Use either sample as a starting point for microservices that prefer a client/server boundary.
### 4. Run the Forage demo server (Axum + UI)
Want to see tidalDB powering a live personalization surface? Forage is a thin Axum server + feed UI that talks to a tidalDB instance embedded in-process.
```bash
cargo run -p forage-server --manifest-path applications/forage/server/Cargo.toml
open http://localhost:4242
```
Flags:
- `--ephemeral` to keep everything in-memory.
- `--data-dir ~/.forage/data` to point at a custom persistent directory.
Usage:
```bash
curl -X POST http://localhost:4242/signal \
-H "Content-Type: application/json" \
-d '{ "user_id": 1, "item_id": 42, "signal_type": "view" }'
curl "http://localhost:4242/feed?user=1&limit=7"
```
The UI shows seeded users, exploration labels, and real-time adaptation; see `applications/forage/readme.md` for the full loop.
### 5. Run the cluster server + Docker image
Need a single endpoint that fronts the built-in simulated cluster?

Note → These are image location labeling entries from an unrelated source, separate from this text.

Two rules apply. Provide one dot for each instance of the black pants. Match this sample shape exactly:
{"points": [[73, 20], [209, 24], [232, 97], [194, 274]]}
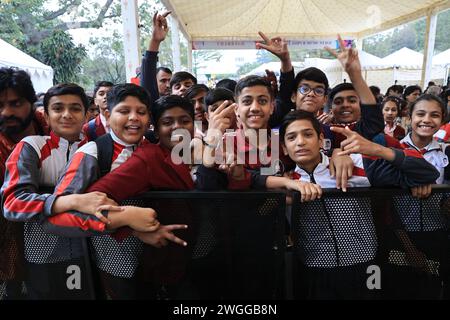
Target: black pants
{"points": [[50, 281], [338, 283]]}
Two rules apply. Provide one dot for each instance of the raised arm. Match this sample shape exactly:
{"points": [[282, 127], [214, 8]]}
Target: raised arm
{"points": [[349, 59], [386, 166], [148, 66]]}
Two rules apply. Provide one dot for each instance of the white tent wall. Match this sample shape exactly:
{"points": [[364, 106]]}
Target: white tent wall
{"points": [[41, 75], [236, 20]]}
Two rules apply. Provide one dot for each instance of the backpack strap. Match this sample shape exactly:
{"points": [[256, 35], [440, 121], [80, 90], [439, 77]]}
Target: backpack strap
{"points": [[92, 134], [105, 150]]}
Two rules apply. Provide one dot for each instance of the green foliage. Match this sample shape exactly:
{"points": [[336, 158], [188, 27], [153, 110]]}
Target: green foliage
{"points": [[107, 62], [411, 35], [30, 25], [247, 67], [60, 52]]}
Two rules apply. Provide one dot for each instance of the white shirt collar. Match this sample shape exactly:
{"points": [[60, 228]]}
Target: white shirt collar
{"points": [[433, 145], [119, 141], [104, 123]]}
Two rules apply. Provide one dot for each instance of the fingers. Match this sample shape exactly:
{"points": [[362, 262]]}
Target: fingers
{"points": [[220, 108], [332, 169], [172, 227], [264, 37], [345, 131], [260, 45], [153, 226], [227, 109], [110, 208], [332, 51], [338, 177], [309, 192], [421, 192], [175, 239], [341, 42], [101, 217], [344, 180], [171, 237]]}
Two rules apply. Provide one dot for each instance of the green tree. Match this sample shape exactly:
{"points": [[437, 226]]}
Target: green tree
{"points": [[107, 61], [30, 25], [59, 51], [411, 35], [200, 56]]}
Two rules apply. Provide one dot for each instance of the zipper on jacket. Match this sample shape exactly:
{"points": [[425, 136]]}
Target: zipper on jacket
{"points": [[330, 225], [68, 152]]}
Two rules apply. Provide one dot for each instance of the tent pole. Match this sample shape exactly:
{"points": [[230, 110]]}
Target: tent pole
{"points": [[130, 37], [176, 57], [430, 36], [190, 56]]}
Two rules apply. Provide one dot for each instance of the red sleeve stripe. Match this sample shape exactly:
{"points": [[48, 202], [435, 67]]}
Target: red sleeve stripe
{"points": [[370, 157], [412, 153], [118, 148], [359, 172], [71, 172], [70, 220], [11, 202], [46, 150]]}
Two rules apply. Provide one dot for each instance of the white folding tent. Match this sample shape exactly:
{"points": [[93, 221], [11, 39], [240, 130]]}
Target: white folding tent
{"points": [[236, 23], [41, 74], [442, 59]]}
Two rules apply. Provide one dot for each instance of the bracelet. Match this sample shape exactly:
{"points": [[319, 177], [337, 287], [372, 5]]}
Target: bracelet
{"points": [[209, 145]]}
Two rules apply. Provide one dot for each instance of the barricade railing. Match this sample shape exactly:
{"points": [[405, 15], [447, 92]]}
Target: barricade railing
{"points": [[237, 245]]}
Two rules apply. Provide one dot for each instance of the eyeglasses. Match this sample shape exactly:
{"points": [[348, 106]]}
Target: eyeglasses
{"points": [[319, 91], [340, 100]]}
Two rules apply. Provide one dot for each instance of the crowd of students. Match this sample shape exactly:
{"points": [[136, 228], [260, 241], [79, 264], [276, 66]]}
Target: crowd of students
{"points": [[89, 164]]}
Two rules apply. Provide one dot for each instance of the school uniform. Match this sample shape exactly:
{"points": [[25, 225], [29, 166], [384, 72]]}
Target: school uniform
{"points": [[117, 260], [36, 162], [11, 233], [336, 247]]}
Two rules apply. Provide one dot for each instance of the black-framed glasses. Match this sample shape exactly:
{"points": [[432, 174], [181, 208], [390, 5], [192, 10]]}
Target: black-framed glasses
{"points": [[304, 89]]}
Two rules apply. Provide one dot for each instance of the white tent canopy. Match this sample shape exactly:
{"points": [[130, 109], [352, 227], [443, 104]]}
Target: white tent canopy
{"points": [[442, 58], [405, 57], [41, 74], [236, 19], [275, 67], [215, 24]]}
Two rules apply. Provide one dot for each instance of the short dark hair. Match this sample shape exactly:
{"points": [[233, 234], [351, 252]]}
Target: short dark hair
{"points": [[430, 97], [298, 115], [252, 81], [311, 74], [411, 89], [64, 89], [164, 69], [218, 94], [229, 84], [120, 92], [340, 87], [375, 90], [195, 90], [102, 84], [168, 102], [396, 88], [399, 103], [19, 81], [445, 94], [181, 76]]}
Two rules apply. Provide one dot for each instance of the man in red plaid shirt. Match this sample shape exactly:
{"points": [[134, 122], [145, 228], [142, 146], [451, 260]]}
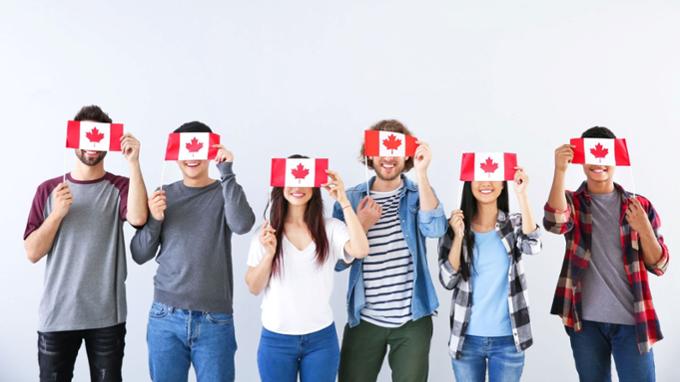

Use
`tidal-server` in `cluster` mode. It spins up the multi-region fabric,
ships WAL batches between regions, and exposes `/signals`, `/feed`,
`/search` plus cluster-management routes.
```bash
cargo run -p tidal-server -- \
cluster \
--listen 0.0.0.0:9500 \
--schema tidal-server/config/default-schema.yaml \
--topology tidal-server/config/default-cluster.yaml
```
Key endpoints:
```bash
curl http://127.0.0.1:9500/health
curl -X POST http://127.0.0.1:9500/signals -d '{ "entity_id": 1, "signal": "view", "weight": 1.0 }'
curl "http://127.0.0.1:9500/feed?profile=trending&region=eu-west"
curl http://127.0.0.1:9500/cluster/status
curl -X POST http://127.0.0.1:9500/cluster/promote -d '{ "region": "eu-west" }'
```
Cluster mode currently replicates global signals (no `user_id` /
`creator_id` contexts) so that followers can stay in sync with the leaders
WAL stream. See **[docs/runbooks/cluster.md](docs/runbooks/cluster.md)** for
operational steps, failure drills, and API references.
Prefer containers? Build the provided image and run it anywhere:
```bash
docker build -f docker/cluster/Dockerfile -t tidal-cluster .
docker run --rm -p 9500:9500 tidal-cluster
```
Mount your own schema/topology files with `-v` if you want different regions
or signal definitions.
### 6. Simulate a multi-region cluster in tests
The raw `SimulatedCluster` harness (no HTTP) remains available for property
tests and fuzzing.
```bash
cargo test --test m8_uat
cargo test --test m8_uat uat_step3 -- --nocapture # run a single scenario
```
Tweak `tidal/tests/m8_uat.rs` to script specific replication, failover, and
migration scenarios inside your own test suites.
**MSRV:** Rust 1.91
---
## Documentation
| Document | Contents |
|----------|----------|
| [QUICKSTART.md](QUICKSTART.md) | Step-by-step guide: schema, ingest, signals, ranking, search |
| [API.md](API.md) | Full API reference with code examples |
| [VISION.md](VISION.md) | Problem statement and design thesis |
| [ARCHITECTURE.md](ARCHITECTURE.md) | Storage, signal system, vector index, query pipeline |
| [USE_CASES.md](USE_CASES.md) | 14 content discovery surfaces, filter and sort references |
---
## Status
Milestones completed:
- Storage engine, WAL, entity store, signal ledger
- RETRIEVE query: candidate retrieval, filtering, scoring, diversity, pagination
- Vector index (USearch HNSW) with adaptive filtered search
- 25 built-in ranking profiles
- BM25 full-text search (Tantivy) + hybrid RRF fusion
- Creator search and creator profiles
- Cohort-scoped signal aggregation and trending
- Social graph (follows, blocks, following feed)
- Collections, saved searches, autocomplete suggestions
- Session and agent context (short-lived signals, preference decay)
- Crash recovery, graceful degradation, rate limiting, diagnostics
- Scale: tested to 1M items; scale benchmarks passing
The API surface is stable for the implemented features. Breaking changes are possible before 1.0.